For the Asia-Pacific region as a whole, DTZ noted that despite
declines in transaction values, activity is still well above the long-
term average for the region. It is expected to remain so through this
year as investors remain committed to increasing their exposure to
Asia-Pacific,' the report said.
As the global economic outlook remains uncertain, DTZ expects
transactional activity to remain subdued. 'However, we are unlikely
to see the significant decline in activity or values that have been
seen in other markets around the world, most particularly in the US
and UK, although there could be isolated incidents within Asia-
Pacific,' DTZ added.
The US$1.5 billion sale of Resona Maruha Building in Tokyo was the
biggest transaction in the Asia-Pacific in Q2 2008, followed by the
US$1.1 billion sale of Shinsei Bank Building (BR), also in Tokyo.
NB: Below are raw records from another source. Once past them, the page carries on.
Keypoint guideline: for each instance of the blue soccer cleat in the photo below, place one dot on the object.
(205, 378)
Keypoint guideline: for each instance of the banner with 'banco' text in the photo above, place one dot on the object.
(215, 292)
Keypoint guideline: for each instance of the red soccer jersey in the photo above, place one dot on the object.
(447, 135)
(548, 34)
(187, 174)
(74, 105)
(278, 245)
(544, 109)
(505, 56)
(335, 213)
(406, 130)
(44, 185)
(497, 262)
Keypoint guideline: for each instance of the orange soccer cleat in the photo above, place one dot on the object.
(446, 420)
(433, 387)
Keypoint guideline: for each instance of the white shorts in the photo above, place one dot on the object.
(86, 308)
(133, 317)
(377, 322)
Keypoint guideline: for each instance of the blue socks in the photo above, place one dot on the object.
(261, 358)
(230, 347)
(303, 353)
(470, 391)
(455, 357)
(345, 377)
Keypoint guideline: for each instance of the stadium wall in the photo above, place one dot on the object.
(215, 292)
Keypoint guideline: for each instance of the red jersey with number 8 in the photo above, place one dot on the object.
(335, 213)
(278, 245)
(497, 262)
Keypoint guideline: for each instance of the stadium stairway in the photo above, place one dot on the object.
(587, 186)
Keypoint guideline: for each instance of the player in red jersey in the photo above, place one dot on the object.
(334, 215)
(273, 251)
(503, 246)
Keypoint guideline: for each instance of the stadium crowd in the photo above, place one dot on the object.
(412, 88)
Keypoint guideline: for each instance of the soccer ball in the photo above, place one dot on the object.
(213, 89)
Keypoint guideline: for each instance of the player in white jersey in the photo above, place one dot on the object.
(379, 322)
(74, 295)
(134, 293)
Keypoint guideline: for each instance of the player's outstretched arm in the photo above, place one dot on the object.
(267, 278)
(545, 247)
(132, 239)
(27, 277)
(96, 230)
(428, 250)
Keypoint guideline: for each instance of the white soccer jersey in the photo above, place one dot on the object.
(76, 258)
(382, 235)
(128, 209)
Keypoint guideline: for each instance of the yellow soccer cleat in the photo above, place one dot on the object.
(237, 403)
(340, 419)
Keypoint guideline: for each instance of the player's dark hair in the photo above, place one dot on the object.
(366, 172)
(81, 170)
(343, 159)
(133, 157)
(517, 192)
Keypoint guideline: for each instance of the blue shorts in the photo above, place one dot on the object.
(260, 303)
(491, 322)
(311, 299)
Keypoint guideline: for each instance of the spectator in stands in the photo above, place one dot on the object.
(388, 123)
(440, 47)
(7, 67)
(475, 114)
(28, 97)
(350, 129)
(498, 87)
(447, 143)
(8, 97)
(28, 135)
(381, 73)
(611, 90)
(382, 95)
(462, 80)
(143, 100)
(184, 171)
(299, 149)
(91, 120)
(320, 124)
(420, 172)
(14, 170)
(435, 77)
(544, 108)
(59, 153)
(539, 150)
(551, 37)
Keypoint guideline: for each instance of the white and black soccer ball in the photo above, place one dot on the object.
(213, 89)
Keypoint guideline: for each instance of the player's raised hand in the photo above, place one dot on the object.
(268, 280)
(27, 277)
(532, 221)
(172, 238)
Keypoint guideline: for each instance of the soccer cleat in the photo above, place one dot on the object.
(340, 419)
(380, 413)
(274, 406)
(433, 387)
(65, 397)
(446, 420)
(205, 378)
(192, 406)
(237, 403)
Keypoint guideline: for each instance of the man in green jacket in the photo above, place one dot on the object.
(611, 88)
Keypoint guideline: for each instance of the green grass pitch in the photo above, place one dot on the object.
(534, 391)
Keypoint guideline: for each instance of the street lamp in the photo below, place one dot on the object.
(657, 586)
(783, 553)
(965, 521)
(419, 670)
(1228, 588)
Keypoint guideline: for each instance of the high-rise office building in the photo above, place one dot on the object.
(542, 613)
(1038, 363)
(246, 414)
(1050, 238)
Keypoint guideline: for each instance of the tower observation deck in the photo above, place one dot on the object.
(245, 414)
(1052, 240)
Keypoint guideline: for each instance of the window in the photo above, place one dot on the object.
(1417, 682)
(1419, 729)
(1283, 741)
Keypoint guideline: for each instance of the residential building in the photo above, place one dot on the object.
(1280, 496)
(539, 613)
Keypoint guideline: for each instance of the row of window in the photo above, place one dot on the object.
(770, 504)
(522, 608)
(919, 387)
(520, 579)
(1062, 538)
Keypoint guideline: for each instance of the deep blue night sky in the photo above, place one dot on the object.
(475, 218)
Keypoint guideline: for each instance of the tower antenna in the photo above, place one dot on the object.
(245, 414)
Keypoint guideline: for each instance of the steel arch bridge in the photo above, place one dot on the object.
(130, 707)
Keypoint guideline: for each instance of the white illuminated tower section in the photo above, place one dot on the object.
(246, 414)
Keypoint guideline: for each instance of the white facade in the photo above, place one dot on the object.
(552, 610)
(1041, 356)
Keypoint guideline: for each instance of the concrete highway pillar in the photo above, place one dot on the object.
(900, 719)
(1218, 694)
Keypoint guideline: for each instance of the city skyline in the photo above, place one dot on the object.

In
third position was the deal for The Centre in Shanghai (US$639
million), followed by The Atrium @ Orchard and 71 Robinson Road in
Singapore.
DTZ's numbers on commercial real estate cover office, retail,
industrial, mixed-use, healthcare, educational property and
infrastructure such as carparks.
For Singapore, the value of such real estate transactions fell 24 per
cent from $5.9 billion in Q1 2008 to $4.5 billion in Q2.
CB Richard Ellis executive director Jeremy Lake said that investment
sale deals in the Singapore commercial property sector (office and
retail) for the second half of this year will likely be less than the
level achieved in the first-half.
'Even though there are quite a number of property funds and
institutional investors with money to spend, the volume of deals is
slowing down,' he said. 'In the retail property sector, traditionally
the deal flow has been poor as there have been few sellers. In the
office sector, there are some sellers, but there's often a price gap
of 10-20 per cent between buyers and sellers.'
Buyers of Singapore office blocks have been adopting a more cautious
stance more recently due to a combination of concerns over an
increase in supply as major office developments are completed from
2010 onwards and an element of uncertainty over whether companies
will continue to expand at the same pace, Mr Lake added.